1.Get Customers to pay on time
- When you agree terms with your customers, ensure that you have agreed the payment date as a key item.
- Put the due date on the invoice and in any contract documentation.
- Put the terms on your web site terms (if applicable)
- Send your invoices out on time. Don’t send them out late or it will delay payment
- Consider a discount for early settlement
- If not settled on time, call them up or email them and remind them. If you don’t chase quickly a pattern of late payment will become the norm very quickly.
- If customers will not pay, have an agreed procedure to chase them before giving them a warning. Chasing by phone is usually the best and harder to ignore.
2.Spread your payments
- Spread the payments over a period. If you are hiring or leasing equipment, this is normal practice. A lot of suppliers will be helpful but you must stick to the agreed terms.
- For example, you can pay a small monthly fee to use an online accounting package such as Xero rather than paying a large up-front fee to buy a software package.
3.Don’t buy unless it is critical and you have no other option
- If you need equipment, try to borrow or rent or share someone else’s equipment first before you buy.

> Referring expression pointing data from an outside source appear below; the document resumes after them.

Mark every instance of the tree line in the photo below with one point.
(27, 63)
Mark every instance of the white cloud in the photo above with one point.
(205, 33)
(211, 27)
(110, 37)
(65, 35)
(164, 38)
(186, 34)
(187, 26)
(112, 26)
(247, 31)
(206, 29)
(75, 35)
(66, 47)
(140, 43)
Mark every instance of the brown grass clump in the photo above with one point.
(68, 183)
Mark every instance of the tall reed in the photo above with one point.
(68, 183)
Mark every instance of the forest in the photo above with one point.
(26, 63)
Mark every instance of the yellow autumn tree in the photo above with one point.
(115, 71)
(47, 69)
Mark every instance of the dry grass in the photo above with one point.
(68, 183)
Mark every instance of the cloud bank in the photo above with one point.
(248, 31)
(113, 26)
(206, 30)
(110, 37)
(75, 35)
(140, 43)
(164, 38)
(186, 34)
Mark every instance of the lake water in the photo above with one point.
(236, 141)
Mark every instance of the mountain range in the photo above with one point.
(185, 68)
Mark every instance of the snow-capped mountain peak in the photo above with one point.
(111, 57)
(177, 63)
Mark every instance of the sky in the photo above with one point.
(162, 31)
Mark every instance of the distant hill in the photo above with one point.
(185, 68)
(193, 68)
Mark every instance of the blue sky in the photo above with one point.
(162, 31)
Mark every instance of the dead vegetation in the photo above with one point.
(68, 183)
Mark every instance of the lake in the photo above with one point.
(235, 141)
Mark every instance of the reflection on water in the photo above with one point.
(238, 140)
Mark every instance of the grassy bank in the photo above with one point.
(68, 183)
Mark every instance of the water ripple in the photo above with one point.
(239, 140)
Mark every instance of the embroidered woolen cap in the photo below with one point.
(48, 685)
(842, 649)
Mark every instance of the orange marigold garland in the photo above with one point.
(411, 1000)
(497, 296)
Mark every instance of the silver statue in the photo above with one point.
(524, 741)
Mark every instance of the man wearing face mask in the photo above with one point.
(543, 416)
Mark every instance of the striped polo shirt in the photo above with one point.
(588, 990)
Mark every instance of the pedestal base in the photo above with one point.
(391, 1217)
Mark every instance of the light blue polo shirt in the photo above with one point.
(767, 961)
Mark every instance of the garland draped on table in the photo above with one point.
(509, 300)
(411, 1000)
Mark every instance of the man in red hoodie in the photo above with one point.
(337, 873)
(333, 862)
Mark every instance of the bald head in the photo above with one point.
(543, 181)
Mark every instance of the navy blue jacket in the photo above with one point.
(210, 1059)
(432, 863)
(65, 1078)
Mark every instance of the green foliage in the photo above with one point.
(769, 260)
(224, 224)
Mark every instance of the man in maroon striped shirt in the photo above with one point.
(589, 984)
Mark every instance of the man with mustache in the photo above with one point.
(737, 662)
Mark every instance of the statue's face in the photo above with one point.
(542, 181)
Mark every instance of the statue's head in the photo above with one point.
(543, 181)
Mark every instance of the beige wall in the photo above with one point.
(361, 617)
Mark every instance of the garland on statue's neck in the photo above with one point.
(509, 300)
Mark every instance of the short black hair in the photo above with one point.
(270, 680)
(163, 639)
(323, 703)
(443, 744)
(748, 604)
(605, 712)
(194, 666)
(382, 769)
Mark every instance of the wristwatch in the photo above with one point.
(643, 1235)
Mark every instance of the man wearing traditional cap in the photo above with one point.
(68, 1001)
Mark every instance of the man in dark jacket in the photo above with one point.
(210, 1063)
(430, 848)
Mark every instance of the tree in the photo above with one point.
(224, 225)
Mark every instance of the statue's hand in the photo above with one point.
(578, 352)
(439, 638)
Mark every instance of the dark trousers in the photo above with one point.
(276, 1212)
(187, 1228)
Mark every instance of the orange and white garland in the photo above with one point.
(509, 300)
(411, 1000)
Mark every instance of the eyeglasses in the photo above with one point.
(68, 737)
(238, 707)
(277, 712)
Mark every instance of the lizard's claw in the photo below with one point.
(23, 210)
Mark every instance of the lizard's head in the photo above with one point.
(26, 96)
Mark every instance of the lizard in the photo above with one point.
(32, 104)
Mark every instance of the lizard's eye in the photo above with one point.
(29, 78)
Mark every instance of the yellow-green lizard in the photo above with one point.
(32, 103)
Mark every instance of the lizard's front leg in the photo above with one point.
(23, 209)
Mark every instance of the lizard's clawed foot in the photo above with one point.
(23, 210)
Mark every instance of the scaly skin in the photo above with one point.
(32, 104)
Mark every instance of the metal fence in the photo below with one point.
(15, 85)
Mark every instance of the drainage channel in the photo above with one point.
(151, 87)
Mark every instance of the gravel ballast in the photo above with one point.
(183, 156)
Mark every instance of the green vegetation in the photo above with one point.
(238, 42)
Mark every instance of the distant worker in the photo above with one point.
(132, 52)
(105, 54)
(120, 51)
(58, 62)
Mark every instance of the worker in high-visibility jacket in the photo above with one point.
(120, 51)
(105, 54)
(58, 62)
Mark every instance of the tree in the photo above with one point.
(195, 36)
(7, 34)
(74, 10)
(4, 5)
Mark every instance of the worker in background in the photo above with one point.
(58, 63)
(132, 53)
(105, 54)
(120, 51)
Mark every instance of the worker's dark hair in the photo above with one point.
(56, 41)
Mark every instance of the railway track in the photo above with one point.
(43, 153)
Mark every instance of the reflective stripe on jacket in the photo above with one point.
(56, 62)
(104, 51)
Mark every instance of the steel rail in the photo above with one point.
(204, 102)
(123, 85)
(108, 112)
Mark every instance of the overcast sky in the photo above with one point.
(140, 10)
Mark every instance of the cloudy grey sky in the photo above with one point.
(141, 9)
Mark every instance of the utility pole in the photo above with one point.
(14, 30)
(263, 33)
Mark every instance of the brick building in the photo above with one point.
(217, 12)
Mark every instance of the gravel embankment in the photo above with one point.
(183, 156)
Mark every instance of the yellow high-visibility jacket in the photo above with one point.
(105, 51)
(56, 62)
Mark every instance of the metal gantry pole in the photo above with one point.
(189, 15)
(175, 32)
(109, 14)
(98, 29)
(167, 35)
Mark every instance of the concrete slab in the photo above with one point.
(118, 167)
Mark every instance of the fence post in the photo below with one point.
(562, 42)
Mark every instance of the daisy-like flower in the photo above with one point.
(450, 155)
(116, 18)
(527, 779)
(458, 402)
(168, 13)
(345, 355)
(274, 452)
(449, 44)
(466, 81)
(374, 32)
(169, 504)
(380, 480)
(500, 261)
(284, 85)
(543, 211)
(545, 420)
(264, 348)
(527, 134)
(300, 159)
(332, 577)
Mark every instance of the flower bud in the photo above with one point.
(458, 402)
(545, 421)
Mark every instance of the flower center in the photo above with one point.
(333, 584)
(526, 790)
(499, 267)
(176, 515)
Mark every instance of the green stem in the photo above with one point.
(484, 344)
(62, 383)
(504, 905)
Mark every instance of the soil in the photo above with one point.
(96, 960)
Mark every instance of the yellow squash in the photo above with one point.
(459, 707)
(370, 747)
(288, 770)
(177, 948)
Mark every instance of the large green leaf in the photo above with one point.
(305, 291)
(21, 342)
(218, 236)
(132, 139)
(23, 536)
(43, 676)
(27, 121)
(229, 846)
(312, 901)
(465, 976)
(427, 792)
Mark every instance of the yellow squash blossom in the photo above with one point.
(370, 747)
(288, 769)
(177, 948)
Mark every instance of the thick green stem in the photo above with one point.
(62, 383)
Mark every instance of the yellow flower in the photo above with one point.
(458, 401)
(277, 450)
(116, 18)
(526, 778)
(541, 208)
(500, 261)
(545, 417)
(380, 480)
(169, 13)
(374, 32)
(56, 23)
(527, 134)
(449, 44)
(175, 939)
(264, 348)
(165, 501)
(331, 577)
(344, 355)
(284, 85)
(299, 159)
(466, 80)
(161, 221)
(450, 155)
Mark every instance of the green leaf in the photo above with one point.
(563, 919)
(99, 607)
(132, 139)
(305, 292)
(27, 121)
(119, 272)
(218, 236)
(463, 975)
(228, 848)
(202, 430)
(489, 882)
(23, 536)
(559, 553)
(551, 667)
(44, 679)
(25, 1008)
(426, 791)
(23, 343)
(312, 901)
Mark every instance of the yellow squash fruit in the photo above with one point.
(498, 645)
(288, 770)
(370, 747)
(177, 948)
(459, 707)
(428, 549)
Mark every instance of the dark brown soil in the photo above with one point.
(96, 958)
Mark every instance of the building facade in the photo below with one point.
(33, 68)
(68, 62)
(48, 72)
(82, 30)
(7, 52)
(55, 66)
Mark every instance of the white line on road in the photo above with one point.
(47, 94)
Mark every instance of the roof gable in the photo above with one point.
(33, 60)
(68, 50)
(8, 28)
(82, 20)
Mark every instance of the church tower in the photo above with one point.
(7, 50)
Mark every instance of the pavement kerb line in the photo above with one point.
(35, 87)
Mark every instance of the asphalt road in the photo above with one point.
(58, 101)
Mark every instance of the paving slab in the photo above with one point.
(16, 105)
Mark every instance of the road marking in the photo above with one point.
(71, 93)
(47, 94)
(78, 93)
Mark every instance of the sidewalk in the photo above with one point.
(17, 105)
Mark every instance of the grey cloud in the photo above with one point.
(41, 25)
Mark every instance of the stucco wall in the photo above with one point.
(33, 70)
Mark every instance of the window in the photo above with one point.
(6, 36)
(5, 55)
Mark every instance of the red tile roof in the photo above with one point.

4.Keep fixed costs down and go for payments that vary with your business cycle
- Keep you fixed costs as low as possible. For example, start by renting a space in a business centre and keep the flexibility to increase when the need arises. The number of flexible office lettings has increased significantly in recent years.
5.Negotiate terms and then stick with them
- Negotiate with your suppliers and agree the terms. If you stick with the agreed terms, then you will improve your reputation and help to get an improvement in terms as you grow.
- It’s not enough to know what your daily balance is. You need to forecast in writing at least a couple of months forward so you can anticipate and handle any dips. The key is to keep it simple and easy to understand.